Polysemy arises when a single term has multiple meanings. If a term is ambiguous, check its context by reviewing surrounding words in the same query. One approach is to apply bigrams or short phrases rather than single words. Another approach is to train a more advanced embedding-based model that captures context.
What if users post queries with heavy misspellings or slang?
Fuzzy matching and partial string matching handle small typos. For severe spelling deviations or colloquial usage, you can maintain a dynamic dictionary or embed advanced language models that can learn slang patterns from large corpora. If certain slang is localized, incorporate region-specific text normalization modules.
How would you integrate advanced NLP models?
Replace TF-IDF with contextual embeddings from transformer-based models. For instance, encode queries using a pre-trained model, then cluster these embeddings or classify them with a fine-tuned transformer. Embeddings often capture richer semantic context, reducing the need for heavy text normalization steps.
How do you ensure explainability with advanced models?

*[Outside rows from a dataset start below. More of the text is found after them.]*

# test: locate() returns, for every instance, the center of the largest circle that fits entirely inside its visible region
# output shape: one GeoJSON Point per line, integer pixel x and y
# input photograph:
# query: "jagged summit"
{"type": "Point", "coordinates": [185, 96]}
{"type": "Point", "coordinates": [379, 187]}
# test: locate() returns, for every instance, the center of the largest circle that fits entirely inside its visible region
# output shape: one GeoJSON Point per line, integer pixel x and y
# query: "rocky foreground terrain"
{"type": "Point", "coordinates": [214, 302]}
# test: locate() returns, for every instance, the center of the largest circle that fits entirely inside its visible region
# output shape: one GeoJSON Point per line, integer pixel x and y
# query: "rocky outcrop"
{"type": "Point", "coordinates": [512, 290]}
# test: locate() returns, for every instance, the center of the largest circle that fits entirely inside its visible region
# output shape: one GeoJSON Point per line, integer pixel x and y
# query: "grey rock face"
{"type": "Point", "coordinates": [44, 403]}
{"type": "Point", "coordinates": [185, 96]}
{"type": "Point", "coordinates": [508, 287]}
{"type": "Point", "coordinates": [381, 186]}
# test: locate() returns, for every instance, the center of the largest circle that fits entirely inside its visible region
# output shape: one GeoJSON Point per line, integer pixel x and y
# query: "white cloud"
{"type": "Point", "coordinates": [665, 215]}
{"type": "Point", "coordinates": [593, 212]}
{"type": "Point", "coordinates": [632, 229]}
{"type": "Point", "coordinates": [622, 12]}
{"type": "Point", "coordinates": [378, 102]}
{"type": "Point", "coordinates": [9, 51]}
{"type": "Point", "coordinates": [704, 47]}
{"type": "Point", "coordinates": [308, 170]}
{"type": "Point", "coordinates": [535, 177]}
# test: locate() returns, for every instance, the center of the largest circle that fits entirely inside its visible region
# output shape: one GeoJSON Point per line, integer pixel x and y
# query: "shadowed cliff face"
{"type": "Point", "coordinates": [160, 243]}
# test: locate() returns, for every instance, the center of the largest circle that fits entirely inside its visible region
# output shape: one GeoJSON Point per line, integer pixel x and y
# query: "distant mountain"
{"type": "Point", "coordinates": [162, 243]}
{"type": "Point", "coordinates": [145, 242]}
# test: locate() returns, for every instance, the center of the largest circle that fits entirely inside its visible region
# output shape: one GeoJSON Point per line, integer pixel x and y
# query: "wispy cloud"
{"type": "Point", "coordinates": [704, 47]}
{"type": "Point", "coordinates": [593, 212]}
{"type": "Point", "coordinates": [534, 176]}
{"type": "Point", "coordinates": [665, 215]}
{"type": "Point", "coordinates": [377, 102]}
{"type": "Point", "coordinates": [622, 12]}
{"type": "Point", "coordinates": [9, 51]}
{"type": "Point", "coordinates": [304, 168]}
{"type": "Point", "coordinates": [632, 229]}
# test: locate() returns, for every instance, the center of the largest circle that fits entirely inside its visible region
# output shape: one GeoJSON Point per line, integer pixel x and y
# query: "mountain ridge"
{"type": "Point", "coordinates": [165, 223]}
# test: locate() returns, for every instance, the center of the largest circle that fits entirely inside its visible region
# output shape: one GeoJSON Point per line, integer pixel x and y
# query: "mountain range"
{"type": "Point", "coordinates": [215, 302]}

Use methods like attention visualization or local interpretable model-agnostic explanations. For each classification decision, retrieve top contributing terms. Combine these insights with a simpler TF-IDF reference, so stakeholders see how each query maps to a final category.
What improvements might you propose after initial deployment?
Expand coverage to multiple data sources like chatbots or emails. Incorporate sentiment analysis to see how strongly consumers feel about each issue. Explore zero-shot classification techniques for rapidly adding new categories. Track real-time trends and alerts. Integrate automatic risk detection to flag safety concerns.